The fact is, your body quite literally fights against losing weight, explains Bruce Y. Lee, M.D., executive director for the Global Obesity Prevention Center at John Hopkins University. Ironically when you start losing those pounds, your body goes into survival mode. It wants to protect you and keep the fat so it slows your metabolism down to fight the weight loss. That’s why it is important to keep your routine going but to change it up a every few months.
Here are just a few things you can do to help stop your weight regain:
You’re Drinking With Your Meals
Do you find yourself having a glass of wine or beer when you eat? We know that drinking alcohol leads to weight gain, but did you know that even small amounts of alcohol drastically cuts the amount of fat your body burns?
We’re not saying you can’t have a beer or wine but drinking with a meal, studies have shown to lead to overeatting. So put down the liquids and just focus on eating the food in front of you. Our tip is to not consume any liquids a half-hour before your meal and wait at least 30 minutes after a meal too!
You’re Not Sleeping Enough
Sleep affects the number on your scale, In fact, an analysis of 28 studies published in the European Journal of Clinical Nutrition found that people who slept an average of 3 to 5.5 hours a night ate an extra 385 calories the next day compared to people who got 7 to 12 hours of sleep. It was also found that the food they did eat, tended to be higher in empty calories.
When you sleep less, the higher your hunger hormones get and the more prone you are to make unhealthy choices. Ideally, your body needs seven to nine hours of sleep per night, according to the National Sleep Foundation.

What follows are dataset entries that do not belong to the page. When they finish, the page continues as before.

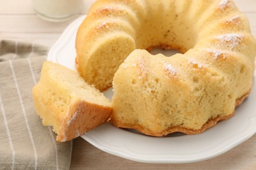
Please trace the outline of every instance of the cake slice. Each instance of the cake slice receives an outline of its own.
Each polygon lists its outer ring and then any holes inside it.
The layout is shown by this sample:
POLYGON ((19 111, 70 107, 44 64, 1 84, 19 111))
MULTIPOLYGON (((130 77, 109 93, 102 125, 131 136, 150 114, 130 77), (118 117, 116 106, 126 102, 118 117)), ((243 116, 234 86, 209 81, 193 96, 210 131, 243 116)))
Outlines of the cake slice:
POLYGON ((79 75, 51 61, 43 65, 33 88, 35 108, 44 126, 51 126, 58 142, 70 141, 105 122, 111 102, 79 75))

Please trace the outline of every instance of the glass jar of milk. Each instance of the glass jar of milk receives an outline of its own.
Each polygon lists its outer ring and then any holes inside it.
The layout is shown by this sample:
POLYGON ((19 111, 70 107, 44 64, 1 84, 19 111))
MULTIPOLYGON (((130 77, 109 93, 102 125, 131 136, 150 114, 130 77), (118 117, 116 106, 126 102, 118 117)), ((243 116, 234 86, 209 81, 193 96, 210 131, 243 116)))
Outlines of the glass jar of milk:
POLYGON ((32 0, 33 7, 42 18, 50 21, 70 19, 83 8, 84 0, 32 0))

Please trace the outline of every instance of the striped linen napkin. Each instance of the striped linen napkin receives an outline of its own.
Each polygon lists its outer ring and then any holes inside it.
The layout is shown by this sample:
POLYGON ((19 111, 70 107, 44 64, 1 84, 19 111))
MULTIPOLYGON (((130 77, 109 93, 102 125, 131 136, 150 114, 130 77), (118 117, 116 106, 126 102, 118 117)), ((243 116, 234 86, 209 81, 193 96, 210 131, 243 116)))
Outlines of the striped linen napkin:
POLYGON ((35 113, 32 88, 48 48, 0 41, 0 169, 69 169, 72 142, 58 143, 35 113))

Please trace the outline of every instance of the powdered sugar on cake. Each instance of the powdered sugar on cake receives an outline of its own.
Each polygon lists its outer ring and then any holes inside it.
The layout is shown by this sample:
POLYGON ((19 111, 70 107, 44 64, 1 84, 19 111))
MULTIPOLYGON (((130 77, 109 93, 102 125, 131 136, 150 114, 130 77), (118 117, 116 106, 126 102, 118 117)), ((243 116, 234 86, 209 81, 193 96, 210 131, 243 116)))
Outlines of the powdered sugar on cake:
POLYGON ((207 49, 206 50, 208 52, 211 53, 213 56, 214 59, 217 59, 217 58, 226 58, 226 54, 221 51, 217 51, 217 50, 213 50, 211 49, 207 49))
POLYGON ((239 17, 240 17, 239 15, 234 16, 226 20, 226 22, 229 22, 229 23, 237 23, 238 21, 239 17))
POLYGON ((229 6, 229 3, 230 2, 228 0, 223 0, 219 3, 218 6, 221 10, 224 10, 229 6))
POLYGON ((177 72, 170 63, 164 61, 163 61, 163 69, 165 71, 168 73, 169 75, 171 75, 172 76, 176 76, 177 72))
POLYGON ((243 36, 239 34, 230 33, 217 36, 217 39, 221 41, 221 44, 226 44, 228 48, 233 49, 241 42, 243 36))

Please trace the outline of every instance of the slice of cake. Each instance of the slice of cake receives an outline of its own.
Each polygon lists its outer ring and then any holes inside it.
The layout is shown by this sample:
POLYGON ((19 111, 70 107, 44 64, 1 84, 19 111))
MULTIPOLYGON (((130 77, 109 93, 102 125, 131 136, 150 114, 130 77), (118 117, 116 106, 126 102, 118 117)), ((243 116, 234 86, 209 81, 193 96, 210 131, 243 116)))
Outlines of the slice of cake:
POLYGON ((70 141, 105 122, 111 102, 75 71, 45 61, 33 88, 35 110, 44 126, 51 126, 58 142, 70 141))

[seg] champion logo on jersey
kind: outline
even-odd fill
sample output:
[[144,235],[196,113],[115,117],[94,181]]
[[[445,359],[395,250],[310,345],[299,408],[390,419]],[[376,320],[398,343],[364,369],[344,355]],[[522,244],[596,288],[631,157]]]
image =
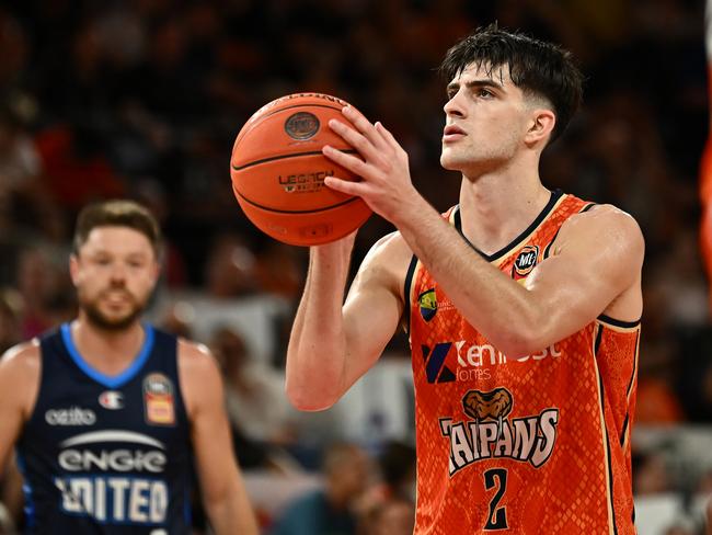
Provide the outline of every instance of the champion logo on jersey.
[[425,321],[430,321],[437,314],[437,297],[435,288],[429,288],[417,296],[417,301],[421,305],[421,316]]
[[143,413],[151,425],[174,425],[173,383],[165,375],[153,373],[143,379]]
[[514,265],[512,266],[512,278],[515,281],[531,273],[539,259],[539,246],[525,246],[517,254]]
[[124,395],[116,390],[105,390],[99,395],[99,405],[110,410],[123,409]]

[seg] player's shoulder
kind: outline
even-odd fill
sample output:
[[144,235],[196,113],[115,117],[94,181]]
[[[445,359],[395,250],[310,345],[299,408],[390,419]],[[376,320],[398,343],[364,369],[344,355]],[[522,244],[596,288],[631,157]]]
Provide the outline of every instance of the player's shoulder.
[[572,215],[561,227],[562,237],[586,239],[604,237],[610,241],[627,242],[644,249],[643,232],[633,216],[612,204],[596,204],[585,212]]
[[36,385],[41,369],[42,360],[37,339],[14,345],[0,358],[0,385],[12,385],[13,390],[22,391],[23,389],[18,386]]

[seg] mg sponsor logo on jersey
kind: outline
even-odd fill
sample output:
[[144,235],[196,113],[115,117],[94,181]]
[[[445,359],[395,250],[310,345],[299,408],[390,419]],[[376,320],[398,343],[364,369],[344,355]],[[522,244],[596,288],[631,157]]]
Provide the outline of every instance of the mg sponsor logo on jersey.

Be Aware of Your Carb Intake
Eating too many refined carbs, such as white bread, pasta and fruit juices, can be detrimental to your weight maintenance goals.

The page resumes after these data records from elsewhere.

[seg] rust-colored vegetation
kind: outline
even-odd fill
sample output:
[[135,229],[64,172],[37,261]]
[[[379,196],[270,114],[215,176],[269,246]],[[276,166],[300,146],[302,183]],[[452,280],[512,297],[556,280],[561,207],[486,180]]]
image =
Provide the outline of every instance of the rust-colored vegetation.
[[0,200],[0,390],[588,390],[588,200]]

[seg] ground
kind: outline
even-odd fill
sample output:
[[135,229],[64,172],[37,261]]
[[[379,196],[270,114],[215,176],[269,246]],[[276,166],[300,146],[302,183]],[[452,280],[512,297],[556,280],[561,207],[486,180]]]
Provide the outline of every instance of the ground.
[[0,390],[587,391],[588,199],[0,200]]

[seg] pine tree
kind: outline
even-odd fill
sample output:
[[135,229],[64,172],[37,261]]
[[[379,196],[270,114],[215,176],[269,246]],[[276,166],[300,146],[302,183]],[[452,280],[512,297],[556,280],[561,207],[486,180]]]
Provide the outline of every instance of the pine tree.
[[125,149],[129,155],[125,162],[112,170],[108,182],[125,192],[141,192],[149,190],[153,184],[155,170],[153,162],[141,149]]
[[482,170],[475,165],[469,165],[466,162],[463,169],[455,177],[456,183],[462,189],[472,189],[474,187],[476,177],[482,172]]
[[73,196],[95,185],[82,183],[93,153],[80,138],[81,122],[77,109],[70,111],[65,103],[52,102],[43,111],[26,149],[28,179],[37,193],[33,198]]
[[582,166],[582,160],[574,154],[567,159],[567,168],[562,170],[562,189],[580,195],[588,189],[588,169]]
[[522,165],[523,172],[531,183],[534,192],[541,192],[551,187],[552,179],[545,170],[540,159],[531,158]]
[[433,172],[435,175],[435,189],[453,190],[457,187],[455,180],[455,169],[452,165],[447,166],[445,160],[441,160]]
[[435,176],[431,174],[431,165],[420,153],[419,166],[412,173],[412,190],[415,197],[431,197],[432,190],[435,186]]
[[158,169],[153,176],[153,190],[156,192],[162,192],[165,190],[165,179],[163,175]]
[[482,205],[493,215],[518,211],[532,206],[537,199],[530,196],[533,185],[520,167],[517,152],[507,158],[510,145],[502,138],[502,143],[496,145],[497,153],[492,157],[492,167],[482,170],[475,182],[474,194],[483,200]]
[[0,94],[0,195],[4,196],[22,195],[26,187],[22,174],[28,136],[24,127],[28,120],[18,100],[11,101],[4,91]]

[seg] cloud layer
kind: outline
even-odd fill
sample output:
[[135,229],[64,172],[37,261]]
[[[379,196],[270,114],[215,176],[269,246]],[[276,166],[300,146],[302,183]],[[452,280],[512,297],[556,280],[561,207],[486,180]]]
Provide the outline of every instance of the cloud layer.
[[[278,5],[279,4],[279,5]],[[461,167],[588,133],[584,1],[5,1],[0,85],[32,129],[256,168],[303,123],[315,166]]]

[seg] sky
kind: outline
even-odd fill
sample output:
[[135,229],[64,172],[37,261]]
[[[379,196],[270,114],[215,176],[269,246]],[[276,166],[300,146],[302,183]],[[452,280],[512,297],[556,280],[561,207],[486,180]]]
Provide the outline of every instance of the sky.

These foods have been stripped of their natural fiber, which is necessary to promote fullness. Several studies have found that, in some cases, those who follow low-carb diets after weight loss are more likely to keep the weight off in the long term!
Drinking water is KEY for weight maintenance for a few reasons.

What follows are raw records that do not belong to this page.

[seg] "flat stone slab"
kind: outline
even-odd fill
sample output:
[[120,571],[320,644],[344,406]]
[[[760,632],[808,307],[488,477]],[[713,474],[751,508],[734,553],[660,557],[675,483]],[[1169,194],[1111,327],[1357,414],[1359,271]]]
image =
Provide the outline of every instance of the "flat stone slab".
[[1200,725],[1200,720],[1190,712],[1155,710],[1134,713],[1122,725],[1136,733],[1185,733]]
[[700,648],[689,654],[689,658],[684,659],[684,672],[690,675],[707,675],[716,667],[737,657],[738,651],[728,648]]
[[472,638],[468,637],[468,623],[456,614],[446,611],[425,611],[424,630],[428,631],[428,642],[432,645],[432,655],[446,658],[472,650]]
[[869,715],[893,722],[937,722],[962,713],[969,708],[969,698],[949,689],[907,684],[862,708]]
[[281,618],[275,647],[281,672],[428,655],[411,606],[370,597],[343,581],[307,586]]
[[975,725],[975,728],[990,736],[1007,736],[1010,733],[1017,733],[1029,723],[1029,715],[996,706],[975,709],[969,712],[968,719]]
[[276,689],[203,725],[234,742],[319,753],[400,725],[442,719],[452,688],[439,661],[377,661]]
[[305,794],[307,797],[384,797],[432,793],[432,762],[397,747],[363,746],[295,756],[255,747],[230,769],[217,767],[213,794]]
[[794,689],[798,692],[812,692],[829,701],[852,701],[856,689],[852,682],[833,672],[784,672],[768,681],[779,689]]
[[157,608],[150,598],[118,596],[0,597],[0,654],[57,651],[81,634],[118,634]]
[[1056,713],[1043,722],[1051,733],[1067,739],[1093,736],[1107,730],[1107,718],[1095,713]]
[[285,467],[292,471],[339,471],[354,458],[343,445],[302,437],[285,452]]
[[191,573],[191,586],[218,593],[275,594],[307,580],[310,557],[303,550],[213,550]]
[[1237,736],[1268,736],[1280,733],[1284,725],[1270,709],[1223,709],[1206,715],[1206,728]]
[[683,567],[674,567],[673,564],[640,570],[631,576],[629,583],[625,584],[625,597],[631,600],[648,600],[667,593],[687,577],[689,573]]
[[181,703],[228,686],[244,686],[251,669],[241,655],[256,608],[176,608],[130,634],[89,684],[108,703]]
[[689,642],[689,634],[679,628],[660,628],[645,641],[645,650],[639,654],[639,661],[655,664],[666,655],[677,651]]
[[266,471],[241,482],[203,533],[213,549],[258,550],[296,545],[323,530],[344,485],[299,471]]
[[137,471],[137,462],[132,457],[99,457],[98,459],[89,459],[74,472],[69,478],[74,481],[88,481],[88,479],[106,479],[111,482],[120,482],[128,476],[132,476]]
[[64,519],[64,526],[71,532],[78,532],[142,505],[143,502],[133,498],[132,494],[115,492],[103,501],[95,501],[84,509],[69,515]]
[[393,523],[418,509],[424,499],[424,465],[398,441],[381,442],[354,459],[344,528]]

Not only does it promote fullness and may help you keep your calorie intake in check but drinking water has been shown to slightly increase the number of calories you burn throughout the day!
This Isn’t A Trend, It’s a Lifestyle
Staying healthy is a long-term process and will evolve as your body changes and ages. One of the best things you can do is keep holding yourself accountable. Many of our users who have signed up with SmartShip are seeing their results continue or help them maintain their goal weight.
Disclaimer: This blog contains general information about health, diet, and lifestyle. Any information provided should not be considered or treated as medical advice and always consult a medical professional before making any lifestyle changes. Products and information mentioned are not intended to be used as a substitute for medical diagnosis, advice, or treatment.